The Philadelphia Phillies in 1919 began paying the price for horrible front office moves almost immediately. Sounds familiar 21st century Philly sports fans? Anyway, the Phillies finished last in the eight-team National League at 47-90, 47.5 games behind the pennant-winning Cincinnati Reds.
But on Wednesday April 30, 1919, the Phillies were involved in their most noteworthy game of the season. The Brooklyn Robins (eventually known as the Dodgers) and the host Phillies battled to a 9-9, 20-inning tie at Baker Bowl. At that time, it was the longest tied game in NL history.
Brooklyn’s Burleigh Grimes and Philadelphia’s Joe Oeschger stepped on the mound for all 20 innings. Grimes permitted 15 hits, nine earned run, and seven walks while strike out eight.
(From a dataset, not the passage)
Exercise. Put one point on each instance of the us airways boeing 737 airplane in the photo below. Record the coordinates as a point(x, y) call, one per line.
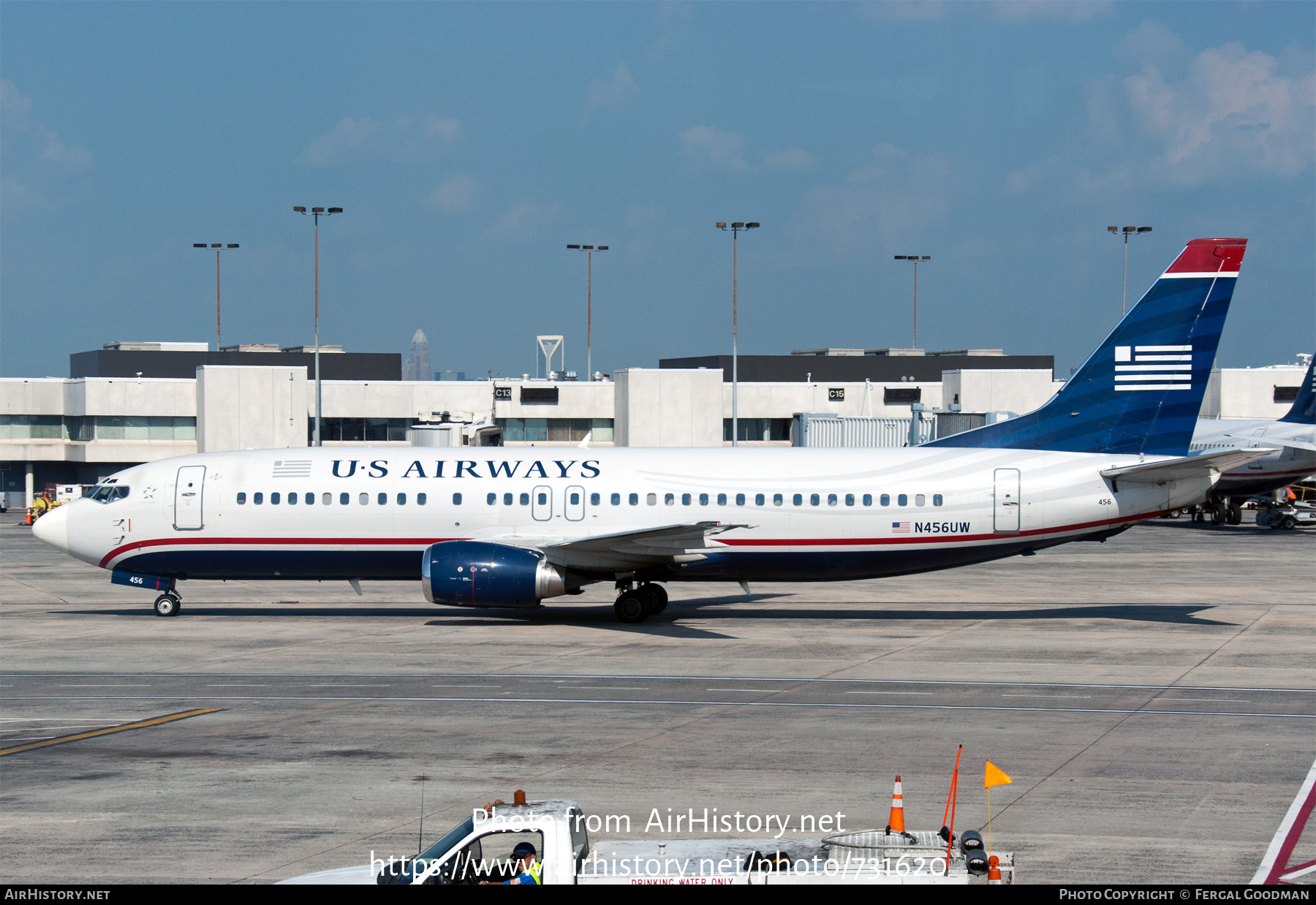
point(1294, 457)
point(513, 526)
Oeschger scattered 24 hits, eight earned runs, and four walks with two punch-outs.
Centerfielder Hi Myers jockeyed Brooklyn’s offense by going five-of-eight with three runs, four runs batted in, and one walk. Three of those RBIs came on his first home run of the season in the top of the 19th. Myers also posted three singles and a double.
First baseman Fred Luderus led the Phillies in runs (three) and hits (four). Philadelphia received two hits apiece from Leo Callahan, Dave Bancroft, and Doug Baird. Outfielder Gavvy Cravath, who took over for the booted Jack Coombs as Philadelphia’s manager during the middle of the season, smacked a two-run pinch-hit double.
The Robins tallied two runs in the second, three in the third, one in the ninth, and three in the 19th. Philadelphia scored one in the first, three in the third, two in the eighth, and three in the 19th to secure the draw.
*Information about the 1919 Phillies can be found in “The Phillies Encyclopedia: Third Edition” by Rich Westcott and Frank Bilovsky.